PARIS | La liquidation annoncée jeudi des magasins Toys’R’Us aux États-Unis illustre la fragilité d’un secteur du jouet attractif mais très concurrentiel, où la guerre entre spécialistes, généralistes et commerce en ligne fait rage.
Ce coup de tonnerre pour une enseigne emblématique a retenti seulement deux jours après que le propriétaire de l’enseigne française concurrente La Grande Récré, lui aussi perclus de dettes, eut été placé en redressement judiciaire.
Selon une étude récente du cabinet Xerfi, les boutiques de jouets évoluent dans un « contexte de concurrence accrue », en particulier de la part des géants d’internet.
En outre, les grandes surfaces alimentaires restent un « circuit incontournable pour bon nombre de ménages », en particulier pour les achats de Noël, tandis que l’acquisition de produits de seconde main, via des sites comme LeBonCoin ou eBay rencontre également un succès croissant, note Xerfi.
En 2017, rien qu’en France, le marché du jouet pesait 3,4 milliards d’euros, selon le cabinet NPD. Et même s’il a affiché un léger repli (-0,8%), il restait sur quatre années de croissance consécutive, confirmant sa position de secteur attractif.

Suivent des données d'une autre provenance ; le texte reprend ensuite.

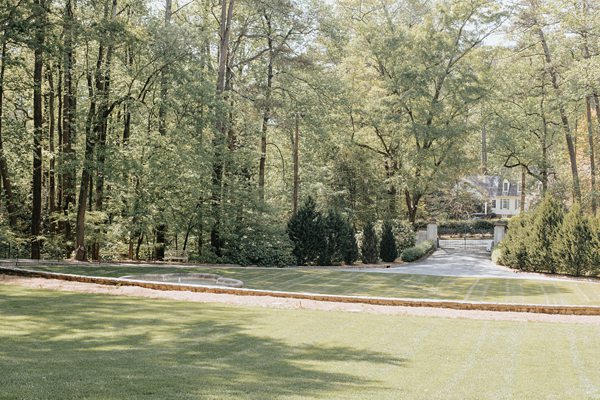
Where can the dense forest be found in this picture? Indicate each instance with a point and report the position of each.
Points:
(128, 127)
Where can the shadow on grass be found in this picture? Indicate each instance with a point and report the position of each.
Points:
(63, 345)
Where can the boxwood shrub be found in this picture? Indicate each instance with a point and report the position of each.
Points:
(418, 251)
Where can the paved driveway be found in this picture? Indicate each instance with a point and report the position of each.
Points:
(454, 259)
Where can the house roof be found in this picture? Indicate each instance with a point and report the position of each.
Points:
(491, 185)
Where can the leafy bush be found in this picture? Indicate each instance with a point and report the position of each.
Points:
(547, 241)
(514, 246)
(388, 251)
(572, 249)
(455, 227)
(264, 246)
(369, 244)
(542, 233)
(323, 240)
(418, 251)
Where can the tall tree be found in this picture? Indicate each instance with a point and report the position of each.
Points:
(39, 13)
(534, 20)
(221, 128)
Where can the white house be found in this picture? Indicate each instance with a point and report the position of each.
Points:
(499, 195)
(505, 198)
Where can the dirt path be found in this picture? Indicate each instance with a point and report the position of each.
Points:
(288, 303)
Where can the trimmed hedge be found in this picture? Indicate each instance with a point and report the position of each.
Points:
(418, 251)
(551, 241)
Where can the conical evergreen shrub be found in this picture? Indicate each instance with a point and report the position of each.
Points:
(572, 249)
(369, 244)
(514, 245)
(546, 222)
(350, 245)
(334, 250)
(388, 251)
(307, 232)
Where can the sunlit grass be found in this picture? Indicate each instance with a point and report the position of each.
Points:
(57, 345)
(384, 285)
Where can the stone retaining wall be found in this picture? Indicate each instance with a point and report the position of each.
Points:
(384, 301)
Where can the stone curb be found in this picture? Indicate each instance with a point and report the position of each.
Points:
(382, 301)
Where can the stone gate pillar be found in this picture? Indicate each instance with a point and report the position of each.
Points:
(432, 232)
(499, 231)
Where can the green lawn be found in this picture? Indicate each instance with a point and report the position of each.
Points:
(57, 345)
(385, 285)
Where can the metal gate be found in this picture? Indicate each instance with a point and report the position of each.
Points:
(467, 245)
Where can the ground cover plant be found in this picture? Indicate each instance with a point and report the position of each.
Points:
(377, 284)
(58, 345)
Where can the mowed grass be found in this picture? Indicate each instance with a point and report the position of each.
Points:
(60, 345)
(377, 284)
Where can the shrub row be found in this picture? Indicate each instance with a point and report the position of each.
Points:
(553, 241)
(454, 227)
(329, 239)
(321, 239)
(418, 251)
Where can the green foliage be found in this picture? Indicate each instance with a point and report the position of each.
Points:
(542, 233)
(319, 239)
(351, 252)
(263, 246)
(595, 246)
(460, 227)
(514, 245)
(573, 247)
(404, 234)
(419, 251)
(368, 247)
(336, 237)
(306, 230)
(545, 241)
(387, 249)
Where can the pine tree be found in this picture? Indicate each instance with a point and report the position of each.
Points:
(573, 246)
(351, 248)
(545, 225)
(388, 250)
(307, 233)
(369, 244)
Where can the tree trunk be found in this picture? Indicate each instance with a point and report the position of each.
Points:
(6, 182)
(523, 177)
(412, 205)
(266, 113)
(159, 248)
(219, 139)
(103, 90)
(36, 211)
(51, 128)
(588, 114)
(296, 151)
(390, 171)
(69, 112)
(563, 114)
(483, 150)
(161, 229)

La part de marché du commerce en ligne dans les jouets atteignait 26% fin septembre en France, comparable à celle des États-Unis (24% en 2017) selon NPD, une proportion toujours grandissante.
Pas les mêmes armes
L’annonce de la prochaine liquidation des 735 magasins américains de Toys’R’Us n’a donc pas surpris Franck Mathais, porte-parole de son concurrent JouéClub et expert du secteur.
« On s’y attendait, la marque se trouvait depuis plusieurs années face à une double difficulté: financière et concurrentielle », explique-t-il à l’AFP. Toys’R’Us s’était placé dès septembre dernier sous la protection de la loi américaine sur les faillites.
Entre des supermarchés (comme Walmart aux États-Unis) très agressifs sur les prix et la montée du commerce en ligne, synonyme de pression sur les marges, un spécialiste ne peut se battre avec les mêmes armes que ses concurrents pour lesquels la part du jouet est infime dans le chiffre d’affaires total.
« Or, sans marge de manoeuvre, l’entreprise devient trop fragile, d’autant plus que sa dette est importante et sa trésorerie faible, et qu’on lui demande d’investir dans le numérique en même temps: petit à petit, l’étau se resserre et la situation ne devient plus vivable », explique M. Mathais.
Repenser le modèle
Cette disparition d’une enseigne spécialisée aux États-Unis n’est pas une bonne nouvelle pour les fabricants de jouets. Certes, ils pourront toujours être référencés chez Amazon ou Walmart, mais selon M. Mathais, cela s’effectuera au détriment des « petits » industriels et des consommateurs.
En effet, « chez un généraliste, le rayon jouets, petit, offre peu de choix, et sur internet, c’est le contraire, le nombre de références est tel que le client est obligé de se concentrer sur de grandes marques », un double effet négatif donc sur les « petits » fabricants.
Or, les industriels du jouet ont besoin de « tester » leurs produits toute l’année, pas seulement à Noël. Ils effectuent plus naturellement ces tests chez un spécialiste, l’assortiment et le conseil permettant de se différencier.
Dans un tel contexte, affirme pour sa part à l’AFP le patron de King Jouet, Philippe Gueydon, il est temps que fournisseurs et enseignes « travaillent main dans la main », dans un souci de « repenser le mode de fonctionnement de la filière », avec des « règles du jeu différentes ».
Ils y ont intérêt, estime-t-il, car la disparition du leader mondial du jouet aura forcément un impact pour eux: créances non recouvrées, débouchés réduits...
« Le marché n’est pas en train de se casser la figure », rassure M. Gueydon, même si aux États-Unis, la disparition de Toys’R’Us risque désormais de « livrer le consommateur à lui-même ».
Or, souligne M. Mathais, « n’oublions pas que le jouet n’est pas un produit comme les autres: il a un rôle majeur dans l’épanouissement, le développement et la socialisation d’un enfant ».